Da redação*
São Paulo – O ministro do Desenvolvimento, Indústria e Comércio Exterior, Luiz Fernando Furlan, acredita que o crescimento da economia brasileira em 2004 poderá ser de 5,5%. No primeiro semestre o ministro apostava em um aumento de 4% do Produto Interno Bruto (PIB) do país e a meta do governo era de um crescimento de 3,5%. "É um ano positivo, é um campeonato que termina, é uma taça que vai para o quadro de recordações", disse Furlan ontem (20) no Rio.
Segundo o ministro, o desempenho da indústria, do comércio, do setor de serviços e, especialmente das exportações, o faz acreditar que o percentual será atingido. Pesquisa realizada pelo Banco Central no início do mês, junto ao mercado financeiro, apontou perspectivas de crescimento de 5% do PIB. No primeiro semestre o mercado apostava em um aumento de 3,5%. No final de novembro, o Instituto Brasileiro de Geografia e Estatística (IBGE) divulgou estudo que mostra que, entre janeiro e setembro, a economia brasileira cresceu 5,3%.
Para Furlan, as exportações brasileiras vão ultrapassar este ano a marca de US$ 94 bilhões e o saldo da balança comercial deve ficar em US$ 32 bilhões. Até a terceira semana de dezembro, os embarques brasileiros renderam US$ 92,5 bilhões e as importações US$ 60,7 bilhões.
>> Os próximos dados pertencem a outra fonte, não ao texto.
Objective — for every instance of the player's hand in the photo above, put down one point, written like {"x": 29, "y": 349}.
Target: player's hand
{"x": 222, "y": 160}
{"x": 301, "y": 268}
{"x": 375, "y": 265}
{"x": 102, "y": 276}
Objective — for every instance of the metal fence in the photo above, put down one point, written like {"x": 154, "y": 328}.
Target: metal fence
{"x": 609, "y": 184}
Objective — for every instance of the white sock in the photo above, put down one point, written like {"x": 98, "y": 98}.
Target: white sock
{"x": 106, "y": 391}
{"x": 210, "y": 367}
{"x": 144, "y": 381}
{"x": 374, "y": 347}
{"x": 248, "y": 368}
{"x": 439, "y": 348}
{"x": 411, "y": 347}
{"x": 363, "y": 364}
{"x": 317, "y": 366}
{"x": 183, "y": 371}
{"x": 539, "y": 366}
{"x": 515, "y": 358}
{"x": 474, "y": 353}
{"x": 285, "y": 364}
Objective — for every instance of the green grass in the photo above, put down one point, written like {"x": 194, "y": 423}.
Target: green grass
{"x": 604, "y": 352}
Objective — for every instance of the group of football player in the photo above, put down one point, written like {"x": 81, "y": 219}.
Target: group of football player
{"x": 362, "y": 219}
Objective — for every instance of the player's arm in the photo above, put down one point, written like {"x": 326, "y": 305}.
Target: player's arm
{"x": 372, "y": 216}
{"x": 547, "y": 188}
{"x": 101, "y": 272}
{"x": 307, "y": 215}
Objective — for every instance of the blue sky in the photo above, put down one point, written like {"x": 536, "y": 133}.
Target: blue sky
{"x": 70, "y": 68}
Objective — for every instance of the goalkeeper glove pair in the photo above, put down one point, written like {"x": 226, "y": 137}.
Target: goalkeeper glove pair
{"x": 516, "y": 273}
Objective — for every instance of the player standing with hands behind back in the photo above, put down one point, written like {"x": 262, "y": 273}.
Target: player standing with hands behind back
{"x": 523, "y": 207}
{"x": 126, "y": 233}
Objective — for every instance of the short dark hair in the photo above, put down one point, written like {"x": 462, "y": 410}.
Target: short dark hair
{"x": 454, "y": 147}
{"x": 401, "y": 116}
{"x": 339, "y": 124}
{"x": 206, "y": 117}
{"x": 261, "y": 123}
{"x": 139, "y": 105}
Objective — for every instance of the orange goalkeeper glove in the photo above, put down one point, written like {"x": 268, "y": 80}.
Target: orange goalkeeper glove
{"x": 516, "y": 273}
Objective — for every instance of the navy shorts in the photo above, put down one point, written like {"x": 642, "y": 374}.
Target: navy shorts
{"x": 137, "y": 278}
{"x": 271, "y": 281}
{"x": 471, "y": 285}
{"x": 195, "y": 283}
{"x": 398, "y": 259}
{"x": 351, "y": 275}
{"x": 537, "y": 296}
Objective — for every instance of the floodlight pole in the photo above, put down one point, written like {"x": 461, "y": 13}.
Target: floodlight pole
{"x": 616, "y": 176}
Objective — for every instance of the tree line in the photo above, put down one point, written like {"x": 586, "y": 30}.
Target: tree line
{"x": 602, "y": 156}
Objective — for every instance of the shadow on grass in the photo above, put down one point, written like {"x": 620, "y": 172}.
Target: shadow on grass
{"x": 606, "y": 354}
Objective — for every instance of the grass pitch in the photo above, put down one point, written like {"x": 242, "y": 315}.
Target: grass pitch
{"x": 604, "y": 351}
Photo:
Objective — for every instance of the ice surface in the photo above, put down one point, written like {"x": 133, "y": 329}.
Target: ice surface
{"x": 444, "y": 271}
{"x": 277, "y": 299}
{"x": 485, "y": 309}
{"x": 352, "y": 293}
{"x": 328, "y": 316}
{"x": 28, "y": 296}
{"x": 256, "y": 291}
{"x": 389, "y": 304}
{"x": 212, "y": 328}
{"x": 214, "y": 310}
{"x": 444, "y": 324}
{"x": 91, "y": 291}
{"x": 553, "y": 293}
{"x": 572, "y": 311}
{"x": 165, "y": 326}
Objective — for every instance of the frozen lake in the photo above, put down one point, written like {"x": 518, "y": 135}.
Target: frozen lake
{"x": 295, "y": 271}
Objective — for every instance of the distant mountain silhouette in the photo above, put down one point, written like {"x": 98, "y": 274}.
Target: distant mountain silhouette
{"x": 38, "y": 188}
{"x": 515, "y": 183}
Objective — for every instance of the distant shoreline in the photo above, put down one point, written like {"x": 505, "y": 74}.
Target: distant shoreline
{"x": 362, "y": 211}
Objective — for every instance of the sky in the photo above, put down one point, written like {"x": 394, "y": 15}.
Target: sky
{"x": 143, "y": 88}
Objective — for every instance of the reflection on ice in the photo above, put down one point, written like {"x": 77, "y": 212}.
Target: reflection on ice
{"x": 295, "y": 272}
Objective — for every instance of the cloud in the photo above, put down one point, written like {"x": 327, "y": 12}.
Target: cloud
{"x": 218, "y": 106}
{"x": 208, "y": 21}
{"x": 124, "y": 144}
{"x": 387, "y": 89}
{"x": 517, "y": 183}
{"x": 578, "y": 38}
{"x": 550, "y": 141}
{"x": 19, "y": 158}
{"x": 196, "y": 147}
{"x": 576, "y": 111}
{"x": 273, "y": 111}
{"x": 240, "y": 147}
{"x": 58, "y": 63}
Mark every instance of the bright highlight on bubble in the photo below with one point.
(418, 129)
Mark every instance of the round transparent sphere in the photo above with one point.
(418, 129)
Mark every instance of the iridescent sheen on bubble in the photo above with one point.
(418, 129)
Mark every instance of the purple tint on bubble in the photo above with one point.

As exportações cresceram 29,9% este ano e as importações 28,5%. No ano passado as vendas externas aumentaram em 21%, ao passo que as importações apenas 2,22%.
De acordo com o ministro, o aumento das compras externas é também um fato positivo para o país. "É um crescimento saudável que mostra que o mercado interno brasileiro demanda mais produtos importados, principalmente matérias-primas, componentes, bens de capital, mas também produtos de consumo que ajudam de uma forma ou de outra a estimular a competitividade no mercado interno", declarou.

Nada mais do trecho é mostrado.